Question about Integrate and If
- To: mathgroup at smc.vnet.net
- Subject: [mg46615] Question about Integrate and If
- From: "Antonio González" <SPAMgonferNO at esi.us.es>
- Date: Wed, 25 Feb 2004 13:07:08 -0500 (EST)
- Sender: owner-wri-mathgroup at wolfram.com
Setting the trivial integral
Integrate[1/x,{x,a,2a}]
I obtain, in Mathematica 4.1 the simple result
-Log[a] + Log[2a]
that upon simplification gives Log[2].
However, If I ask the same integral to Mathematica 5.0,
I obtain
If[a == 0, Log[2], Integrate[1/x, {x, a, 2*a}, Assumptions -> a != 0]]
which is really stupid, as it is saying that if a==0,
the integral (that would be singular in that case) is Log[2],
but if a!=0 (which is the logical assumption) instead of
giving the correct answer lets the question unanswered.
In this case, the answer is trivial, but I have found the
same behavior in more complicated integrals.
The situation is still more complicated if I try to use
assumptions.

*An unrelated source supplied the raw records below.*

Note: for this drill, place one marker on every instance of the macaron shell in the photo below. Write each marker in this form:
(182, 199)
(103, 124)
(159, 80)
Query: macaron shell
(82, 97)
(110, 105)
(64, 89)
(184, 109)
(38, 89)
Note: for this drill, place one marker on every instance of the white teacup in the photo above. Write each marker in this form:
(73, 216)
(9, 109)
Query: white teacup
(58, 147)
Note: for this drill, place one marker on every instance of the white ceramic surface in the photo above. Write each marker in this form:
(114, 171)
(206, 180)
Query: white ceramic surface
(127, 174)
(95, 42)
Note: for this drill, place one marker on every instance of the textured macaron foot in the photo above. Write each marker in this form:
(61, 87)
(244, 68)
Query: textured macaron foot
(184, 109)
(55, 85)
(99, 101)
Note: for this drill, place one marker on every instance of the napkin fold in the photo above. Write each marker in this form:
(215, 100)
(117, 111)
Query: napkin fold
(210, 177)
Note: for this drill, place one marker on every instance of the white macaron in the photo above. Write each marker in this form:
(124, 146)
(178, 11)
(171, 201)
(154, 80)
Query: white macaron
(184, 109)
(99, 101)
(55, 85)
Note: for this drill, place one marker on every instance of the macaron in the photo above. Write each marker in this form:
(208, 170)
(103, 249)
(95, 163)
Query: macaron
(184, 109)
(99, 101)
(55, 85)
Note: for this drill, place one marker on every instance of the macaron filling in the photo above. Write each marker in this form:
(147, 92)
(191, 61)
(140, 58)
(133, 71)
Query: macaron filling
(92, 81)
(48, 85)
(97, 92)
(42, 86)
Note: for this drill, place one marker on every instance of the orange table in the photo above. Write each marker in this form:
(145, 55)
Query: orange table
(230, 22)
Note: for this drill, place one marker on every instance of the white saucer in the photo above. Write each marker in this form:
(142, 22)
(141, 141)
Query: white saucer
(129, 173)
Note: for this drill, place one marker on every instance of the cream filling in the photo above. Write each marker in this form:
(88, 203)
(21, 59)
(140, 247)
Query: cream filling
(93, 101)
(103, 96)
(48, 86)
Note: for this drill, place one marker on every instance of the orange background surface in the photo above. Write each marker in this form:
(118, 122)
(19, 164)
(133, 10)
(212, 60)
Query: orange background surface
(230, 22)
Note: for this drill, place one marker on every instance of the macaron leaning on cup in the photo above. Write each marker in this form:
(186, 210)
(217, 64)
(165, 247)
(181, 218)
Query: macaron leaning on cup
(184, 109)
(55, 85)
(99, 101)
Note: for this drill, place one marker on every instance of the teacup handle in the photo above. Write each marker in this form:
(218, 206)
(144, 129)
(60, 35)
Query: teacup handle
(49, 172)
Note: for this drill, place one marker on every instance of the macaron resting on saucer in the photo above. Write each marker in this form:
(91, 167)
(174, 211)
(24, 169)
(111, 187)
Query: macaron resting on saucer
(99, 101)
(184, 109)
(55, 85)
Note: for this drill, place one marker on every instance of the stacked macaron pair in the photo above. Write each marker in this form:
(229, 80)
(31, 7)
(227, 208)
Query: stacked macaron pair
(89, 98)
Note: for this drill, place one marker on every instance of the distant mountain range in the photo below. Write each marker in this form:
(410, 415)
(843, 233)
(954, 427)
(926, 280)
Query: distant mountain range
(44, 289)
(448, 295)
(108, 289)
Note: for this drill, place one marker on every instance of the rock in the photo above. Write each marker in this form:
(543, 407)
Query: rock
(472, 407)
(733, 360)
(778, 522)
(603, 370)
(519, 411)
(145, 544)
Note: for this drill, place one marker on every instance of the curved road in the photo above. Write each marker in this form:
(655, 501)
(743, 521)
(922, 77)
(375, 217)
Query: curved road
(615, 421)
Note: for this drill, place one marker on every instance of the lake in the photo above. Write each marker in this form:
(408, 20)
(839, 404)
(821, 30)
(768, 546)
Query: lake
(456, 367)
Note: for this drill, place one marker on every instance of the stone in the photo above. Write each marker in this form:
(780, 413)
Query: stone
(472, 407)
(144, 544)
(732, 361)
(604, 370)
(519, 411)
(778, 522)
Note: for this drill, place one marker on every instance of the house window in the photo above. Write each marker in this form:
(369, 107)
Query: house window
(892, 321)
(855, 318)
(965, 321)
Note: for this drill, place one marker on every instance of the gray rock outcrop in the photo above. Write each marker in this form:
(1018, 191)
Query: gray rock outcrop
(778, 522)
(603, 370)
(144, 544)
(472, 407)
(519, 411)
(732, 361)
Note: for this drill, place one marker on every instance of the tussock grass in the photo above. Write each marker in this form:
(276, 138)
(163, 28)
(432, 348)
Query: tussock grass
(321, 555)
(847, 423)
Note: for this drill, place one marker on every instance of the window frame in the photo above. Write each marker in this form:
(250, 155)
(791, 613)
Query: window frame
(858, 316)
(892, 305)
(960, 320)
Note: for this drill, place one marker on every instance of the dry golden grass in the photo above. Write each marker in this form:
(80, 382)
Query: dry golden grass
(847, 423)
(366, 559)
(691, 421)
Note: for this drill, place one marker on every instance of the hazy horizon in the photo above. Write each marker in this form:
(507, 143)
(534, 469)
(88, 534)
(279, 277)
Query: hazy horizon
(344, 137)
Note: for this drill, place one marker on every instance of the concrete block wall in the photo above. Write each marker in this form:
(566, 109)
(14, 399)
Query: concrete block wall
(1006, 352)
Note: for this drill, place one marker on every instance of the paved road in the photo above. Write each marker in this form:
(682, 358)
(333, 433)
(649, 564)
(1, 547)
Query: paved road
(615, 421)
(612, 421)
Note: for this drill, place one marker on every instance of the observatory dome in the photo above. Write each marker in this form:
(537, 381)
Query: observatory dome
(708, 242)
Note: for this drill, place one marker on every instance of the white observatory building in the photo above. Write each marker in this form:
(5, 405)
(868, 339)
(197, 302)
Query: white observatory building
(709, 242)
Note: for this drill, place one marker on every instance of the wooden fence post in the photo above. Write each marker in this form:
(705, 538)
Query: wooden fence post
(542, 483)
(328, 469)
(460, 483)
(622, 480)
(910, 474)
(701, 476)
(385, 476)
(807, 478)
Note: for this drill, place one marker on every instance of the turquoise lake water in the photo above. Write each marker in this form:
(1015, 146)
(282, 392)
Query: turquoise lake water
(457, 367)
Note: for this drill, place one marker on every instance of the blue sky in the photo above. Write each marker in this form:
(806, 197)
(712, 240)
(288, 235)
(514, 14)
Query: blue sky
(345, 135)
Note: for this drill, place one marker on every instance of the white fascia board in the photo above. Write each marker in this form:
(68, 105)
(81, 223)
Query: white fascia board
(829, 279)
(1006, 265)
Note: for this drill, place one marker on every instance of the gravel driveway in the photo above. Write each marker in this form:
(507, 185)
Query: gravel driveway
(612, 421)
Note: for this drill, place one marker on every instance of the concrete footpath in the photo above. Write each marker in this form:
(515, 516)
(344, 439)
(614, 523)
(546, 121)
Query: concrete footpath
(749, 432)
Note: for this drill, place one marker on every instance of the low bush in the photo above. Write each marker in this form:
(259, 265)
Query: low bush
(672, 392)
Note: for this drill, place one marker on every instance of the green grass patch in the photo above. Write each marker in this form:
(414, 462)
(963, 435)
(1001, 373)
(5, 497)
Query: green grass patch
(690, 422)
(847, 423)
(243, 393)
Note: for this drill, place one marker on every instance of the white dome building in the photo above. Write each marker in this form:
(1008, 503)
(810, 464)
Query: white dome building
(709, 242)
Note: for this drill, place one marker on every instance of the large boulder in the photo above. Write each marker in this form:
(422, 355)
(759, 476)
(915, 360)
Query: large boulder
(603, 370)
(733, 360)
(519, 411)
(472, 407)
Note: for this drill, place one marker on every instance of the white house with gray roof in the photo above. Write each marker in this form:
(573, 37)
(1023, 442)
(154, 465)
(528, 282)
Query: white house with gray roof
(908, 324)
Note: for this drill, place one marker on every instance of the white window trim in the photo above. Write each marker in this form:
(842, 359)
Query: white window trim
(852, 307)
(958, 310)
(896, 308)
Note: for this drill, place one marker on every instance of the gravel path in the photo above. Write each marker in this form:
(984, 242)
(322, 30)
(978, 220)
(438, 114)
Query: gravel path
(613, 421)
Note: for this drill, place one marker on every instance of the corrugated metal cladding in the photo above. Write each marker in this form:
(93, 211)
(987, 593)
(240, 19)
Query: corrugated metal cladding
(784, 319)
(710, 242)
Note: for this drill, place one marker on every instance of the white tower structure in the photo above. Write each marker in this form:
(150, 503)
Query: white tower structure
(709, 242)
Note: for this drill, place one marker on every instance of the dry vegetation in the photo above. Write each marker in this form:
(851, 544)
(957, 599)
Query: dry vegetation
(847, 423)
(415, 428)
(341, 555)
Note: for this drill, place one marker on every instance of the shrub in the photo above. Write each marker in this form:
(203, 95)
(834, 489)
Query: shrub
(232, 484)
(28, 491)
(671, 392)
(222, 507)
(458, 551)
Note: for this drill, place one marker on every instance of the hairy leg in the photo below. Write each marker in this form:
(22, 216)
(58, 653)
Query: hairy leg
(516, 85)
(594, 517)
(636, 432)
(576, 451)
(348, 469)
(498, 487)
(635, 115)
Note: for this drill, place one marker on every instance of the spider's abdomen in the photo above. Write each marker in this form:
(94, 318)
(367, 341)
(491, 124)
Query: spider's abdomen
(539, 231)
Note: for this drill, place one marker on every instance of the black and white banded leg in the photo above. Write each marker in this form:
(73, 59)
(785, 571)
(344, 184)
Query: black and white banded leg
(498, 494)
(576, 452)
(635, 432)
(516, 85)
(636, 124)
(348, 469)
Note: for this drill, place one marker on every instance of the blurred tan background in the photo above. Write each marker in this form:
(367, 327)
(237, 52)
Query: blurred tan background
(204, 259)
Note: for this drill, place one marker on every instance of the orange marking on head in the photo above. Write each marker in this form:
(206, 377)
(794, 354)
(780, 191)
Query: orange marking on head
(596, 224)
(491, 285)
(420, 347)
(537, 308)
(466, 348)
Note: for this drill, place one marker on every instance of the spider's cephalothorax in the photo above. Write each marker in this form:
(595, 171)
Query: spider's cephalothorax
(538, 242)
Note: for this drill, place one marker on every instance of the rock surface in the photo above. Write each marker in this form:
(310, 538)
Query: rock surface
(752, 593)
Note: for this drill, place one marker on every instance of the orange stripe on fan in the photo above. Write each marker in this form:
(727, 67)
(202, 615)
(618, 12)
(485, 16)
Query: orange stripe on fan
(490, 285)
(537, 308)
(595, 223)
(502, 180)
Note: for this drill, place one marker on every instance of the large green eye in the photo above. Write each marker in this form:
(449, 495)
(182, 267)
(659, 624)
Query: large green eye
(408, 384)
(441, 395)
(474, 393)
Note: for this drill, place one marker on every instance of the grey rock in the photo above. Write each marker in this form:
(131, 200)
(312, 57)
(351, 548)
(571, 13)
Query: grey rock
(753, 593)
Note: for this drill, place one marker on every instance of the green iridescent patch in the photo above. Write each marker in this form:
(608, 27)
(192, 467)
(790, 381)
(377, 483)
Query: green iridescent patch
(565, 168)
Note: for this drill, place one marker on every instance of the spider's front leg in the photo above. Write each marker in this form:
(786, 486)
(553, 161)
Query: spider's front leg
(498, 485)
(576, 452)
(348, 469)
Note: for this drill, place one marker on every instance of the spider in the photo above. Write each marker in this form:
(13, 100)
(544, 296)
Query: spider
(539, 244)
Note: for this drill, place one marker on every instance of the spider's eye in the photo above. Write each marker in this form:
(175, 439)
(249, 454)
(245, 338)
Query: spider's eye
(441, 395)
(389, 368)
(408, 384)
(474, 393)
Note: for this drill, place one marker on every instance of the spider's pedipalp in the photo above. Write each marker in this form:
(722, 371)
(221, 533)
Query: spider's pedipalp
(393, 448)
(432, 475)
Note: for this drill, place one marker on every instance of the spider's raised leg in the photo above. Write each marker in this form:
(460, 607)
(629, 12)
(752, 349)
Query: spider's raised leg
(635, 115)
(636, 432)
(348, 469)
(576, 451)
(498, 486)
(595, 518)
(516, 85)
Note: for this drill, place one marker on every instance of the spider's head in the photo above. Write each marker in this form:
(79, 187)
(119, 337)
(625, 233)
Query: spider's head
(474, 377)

Making a copy and paste and asking
Integrate[1/x, {x, a, 2*a}, Assumptions -> a != 0]
the result is
If[Im[a] != 0 || Re[a] != 0, Log[2], Integrate[x^(-1), {x, a, 2*a},
Assumptions -> a != 0 && Im[a] == 0 && Re[a] == 0]]
that is even worse, as if I assume that a!=0, it is
obvious that Im[a] != 0 || Re[a] != 0 (how could it be
that a != 0 && Im[a] == 0 && Re[a] == 0 ?)
Can anybody explain this strange behavior? Why does not give
the answer
If[a!= 0, Log[2],Indeterminate]
or something like that?
Antonio